The NLRB sought “unconditional reinstatement” of the employees, meaning they expected the employer to rehire them regardless of what the E-Verify system returned. The NLRB administrative law judge sided with the union and ordered the company to reinstate the employees without conditions. Farm Fresh agreed to rehire the employees (and even stated that they really wanted to do so anyway), but only if they passed the E-Verify check required of all of its new hires. Stalemate, yet again.
Subsequently, the NLRB sought injunctive relief from the Arizona Federal District Court in the case of Overstreet v. Farm Fresh Co. Target One LLC, No. 2:13-cv-02358. After examining all of the evidence, the district court ruled in favor of Farm Fresh with respect to the reinstatement issue, noting that the NLRB has “no authority to require employers to forgo lawful and nondiscriminatory use of E-Verify.” In addition, the court also awarded Farm Fresh over $55,000 in attorney’s fees since the NLRB’s position regarding E-Verify in particular was not substantially justified.
The Union vs. E-Verify
So does this mean that employers (unionized or not) can safely re-I-9 employees and enroll in E-Verify without issue? Not necessarily. It’s important to note that the employer in this particular case had two very important justifications for requiring employees to be submitted to E-Verify: (1) DHS had expressly advised the company that it could treat its acquired employees as new hires (a position which is also summarized online here) and (2) the employer was required to use E-Verify for all new hires by Arizona law.

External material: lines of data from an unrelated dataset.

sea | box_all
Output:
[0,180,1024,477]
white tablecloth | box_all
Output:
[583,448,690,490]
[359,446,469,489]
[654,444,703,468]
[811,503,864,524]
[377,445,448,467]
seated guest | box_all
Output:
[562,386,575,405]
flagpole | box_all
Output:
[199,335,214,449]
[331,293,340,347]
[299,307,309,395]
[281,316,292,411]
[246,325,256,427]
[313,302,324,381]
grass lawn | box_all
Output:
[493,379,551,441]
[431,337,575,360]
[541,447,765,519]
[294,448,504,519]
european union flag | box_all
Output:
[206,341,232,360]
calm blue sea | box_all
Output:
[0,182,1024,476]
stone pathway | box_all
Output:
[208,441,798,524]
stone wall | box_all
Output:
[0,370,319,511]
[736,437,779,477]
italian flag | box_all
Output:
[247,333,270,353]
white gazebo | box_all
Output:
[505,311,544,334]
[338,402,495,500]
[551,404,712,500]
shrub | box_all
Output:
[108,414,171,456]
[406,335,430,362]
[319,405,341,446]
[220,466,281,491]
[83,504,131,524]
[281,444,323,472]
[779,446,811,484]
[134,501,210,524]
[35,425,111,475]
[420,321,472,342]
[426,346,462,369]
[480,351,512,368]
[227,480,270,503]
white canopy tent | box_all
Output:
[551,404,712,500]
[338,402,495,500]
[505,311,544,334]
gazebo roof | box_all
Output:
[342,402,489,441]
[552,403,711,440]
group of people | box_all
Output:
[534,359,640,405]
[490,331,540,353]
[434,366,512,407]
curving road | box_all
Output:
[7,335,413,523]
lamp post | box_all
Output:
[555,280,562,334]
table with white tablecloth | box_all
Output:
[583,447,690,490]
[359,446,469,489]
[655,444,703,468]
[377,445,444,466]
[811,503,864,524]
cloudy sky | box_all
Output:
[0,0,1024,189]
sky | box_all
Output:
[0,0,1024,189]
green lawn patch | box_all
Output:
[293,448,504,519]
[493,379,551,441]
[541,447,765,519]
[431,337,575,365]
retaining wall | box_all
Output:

In many other situations, however, the NLRB has found that enrolling in E-Verify is in fact a mandatory subject of bargaining under the NLRA since it affects the terms and conditions of employment – namely when an employee can or cannot be terminated (as specified under the MOU and program rules). In addition, the NLRB has noted that since E-Verify participation impacts the timeframe under which an employee must present genuine work authorization documents, the union should be made aware so that they can negotiate accordingly.
While union participation has been declining over the years, employers may still find themselves in the crosshairs of the NLRB – particularly in relation to any kind of employer activity which may affect an employee’s right to work. This is especially true in the context of I-9 and E-Verify policy decisions, which ultimately determine whether or not you can continue to employ a person lawfully in the United States. Here are just a few examples of “routine” I-9 and E-Verify decisions which may run afoul of the NLRA (depending upon the circumstances):
- Your company decides to participate in E-Verify even though you are not required to do so by state or federal law
- You’ve just been awarded a federal contract with the E-Verify FAR clause and you decide to E-Verify the entire workforce (as is permitted by DHS)
- After conducting an internal audit, you decide to re-I-9 the entire workforce even though some I-9s are perfectly fine
- You acquire another company and decide to treat all of the acquired employees as new hires (as described in our case above)
The bottom line is that NLRA issues (particularly as they relate to employment eligibility verification and immigration) are very tricky indeed. As we’ve said in the past, your best bet is to adopt the following 3-prong approach to ensure you minimize all potential I-9 and E-Verify related risks:
- Regularly review and audit your I-9 and E-Verify policies to ensure compliance with often-conflicting government regulations and rules (including the NLRA)
- Contact experienced immigration and labor counsel before making any broad-scale I-9 and E-Verify decisions
- Adopt a smart electronic I-9 and E-Verify system to prevent compliance mistakes and ensure you’re following all of the rules – including the ones designed to protect workers’ rights.